The Trailhead for the northerly Flume trail can either be found at the very southerly tip of Sheridan Lake (the Calumet Trailhead accessed from Highway 385 and via Sheridan South Campground), or east of the Lake (the Upper Spring Creek Trailhead accessed from Sheridan Lake Road). Sheridan Lake is located 6 miles east of Hill City in the Central Eastern Black Hills.
|Calumet Trailhead for the Flume Trail|
The Flume Trail is designated as a National Recreation Trail due to its historic importance, it follows the old course of a Flume that was used during the heyday of gold mining in the 1880's. The entire trail is 11 miles in length, but the northerly portion I am describing is a 5.1-mile loop that takes in the best sections of the historic trail and the pristine beauty of the Black Hills.
|5.1-mile loop along the Flume and Upper Spring Creek Trails|
The above map shows the loop going counter-Clockwise, but you could go either way; my personal preference is CCW as it has more gradual climbs (lines marked in red indicate higher trail elevations).
The 1st mile follows the shared Flume/Centennial Trail, it closely hugs the shoreline of Sheridan Lake staying above the waterline, dropping down to the shore briefly. The trail splits once you approach the Dam (easterly end of the Lake), the Centennial Trail heads northerly across the Dam, and the Flume Trail heads briefly southeast up the side of a hill before turning northeast - the Split can be a little hard to notice, so just look for the Trail #50 markers on trees.

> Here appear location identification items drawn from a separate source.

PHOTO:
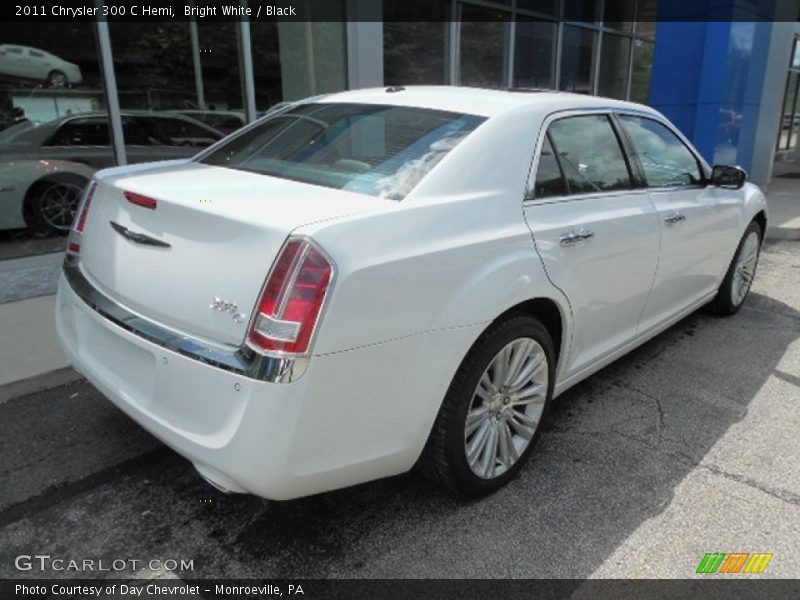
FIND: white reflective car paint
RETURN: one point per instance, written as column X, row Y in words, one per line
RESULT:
column 416, row 283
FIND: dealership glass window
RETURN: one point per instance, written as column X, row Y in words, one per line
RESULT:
column 534, row 53
column 646, row 19
column 415, row 50
column 172, row 80
column 53, row 135
column 619, row 14
column 642, row 70
column 414, row 53
column 790, row 119
column 483, row 57
column 613, row 74
column 295, row 60
column 577, row 57
column 544, row 7
column 581, row 10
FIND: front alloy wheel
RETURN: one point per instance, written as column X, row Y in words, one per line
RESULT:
column 745, row 267
column 741, row 272
column 489, row 419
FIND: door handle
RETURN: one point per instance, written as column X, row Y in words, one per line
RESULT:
column 674, row 218
column 575, row 237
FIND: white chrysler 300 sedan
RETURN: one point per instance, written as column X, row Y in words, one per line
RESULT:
column 372, row 280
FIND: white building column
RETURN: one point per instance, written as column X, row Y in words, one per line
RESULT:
column 364, row 44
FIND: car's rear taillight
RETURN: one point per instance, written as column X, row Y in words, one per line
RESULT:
column 291, row 303
column 79, row 225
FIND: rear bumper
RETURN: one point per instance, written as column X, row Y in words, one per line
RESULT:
column 354, row 416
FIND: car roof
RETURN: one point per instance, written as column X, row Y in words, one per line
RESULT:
column 478, row 101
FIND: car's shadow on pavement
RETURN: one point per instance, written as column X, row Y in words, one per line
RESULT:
column 613, row 451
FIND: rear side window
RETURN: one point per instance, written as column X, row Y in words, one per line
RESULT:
column 666, row 160
column 589, row 154
column 549, row 179
column 378, row 150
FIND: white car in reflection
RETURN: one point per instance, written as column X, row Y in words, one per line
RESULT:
column 378, row 279
column 24, row 62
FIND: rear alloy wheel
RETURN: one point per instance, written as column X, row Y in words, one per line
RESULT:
column 52, row 205
column 741, row 272
column 489, row 420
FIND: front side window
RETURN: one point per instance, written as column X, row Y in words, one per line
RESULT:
column 666, row 160
column 377, row 150
column 589, row 154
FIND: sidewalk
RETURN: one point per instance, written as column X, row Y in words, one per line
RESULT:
column 30, row 357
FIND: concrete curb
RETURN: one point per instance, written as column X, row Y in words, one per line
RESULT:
column 38, row 383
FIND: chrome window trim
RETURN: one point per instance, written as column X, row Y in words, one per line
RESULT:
column 241, row 360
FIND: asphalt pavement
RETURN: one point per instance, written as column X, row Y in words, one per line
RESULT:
column 688, row 445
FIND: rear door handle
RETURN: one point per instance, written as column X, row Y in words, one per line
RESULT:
column 575, row 237
column 674, row 218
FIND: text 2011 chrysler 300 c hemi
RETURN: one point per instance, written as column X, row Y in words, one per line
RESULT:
column 378, row 279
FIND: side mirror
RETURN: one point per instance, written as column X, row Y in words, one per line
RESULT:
column 728, row 176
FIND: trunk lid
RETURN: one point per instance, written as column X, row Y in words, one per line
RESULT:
column 224, row 229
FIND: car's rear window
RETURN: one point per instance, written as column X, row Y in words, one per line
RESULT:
column 372, row 149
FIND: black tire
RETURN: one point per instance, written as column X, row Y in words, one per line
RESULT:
column 40, row 219
column 726, row 302
column 444, row 457
column 57, row 78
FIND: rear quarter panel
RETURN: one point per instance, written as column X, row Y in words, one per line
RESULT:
column 454, row 253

|Sheridan Lake looking Westerly|
|Flume Trail as it curves around an inlet|
This portion of the hike follows the old course of the Flume high above the canyon, there are plenty of historical artifacts along the way to remind you of the rich mining history. The old Flume tunnel is a particular highlight of this portion of the trail, but you will also come across old stone retaining walls, and even old timbers from the Flume.
|Old Stone retaining walls|
|The westerly entrance to one of the Flume tunnels|
|The easterly entrance to the Flume tunnel|
The view across the canyon from this portion of the Flume Trail is spectacular, and in Spring the green colours are so fresh and vibrant.
|View from the high section of the Flume Trail|
Once reaching mile 2 the trail splits again, the Flume Trail continues in a southeasterly direction, and the Spring Creek connector Trail splits to the North (not well marked!). You drop pretty quickly through a pretty green gully to Upper Spring Creek, after crossing the Creek on a log bridge you reach the Trailhead (note: no bathrooms here!). From mileage 2.3 to 3.5 you follow the Upper Spring Creek Trail, this trail is BEAUTIFUL, and a contrast in scenery from the higher up Flume Trail. The trail for this section makes you feel like you are in a lush Pacific Northwest river valley, but also makes you appreciate just how much of a task it was to construct the "Flume" higher up in the canyon.
|One of many log bridges you have to cross|
|Stunning Creekside views|
After a mile or so you eventually reach the Dam and the end of Sheridan lake again, a short gentle climb takes you back to the Split of the Flume Trail and Centennial Trail (stay to the left when reaching the Dam wall). From this point onward you re-trace your steps back along the shared Flume/Centennial Trail to the Calumet Trailhead.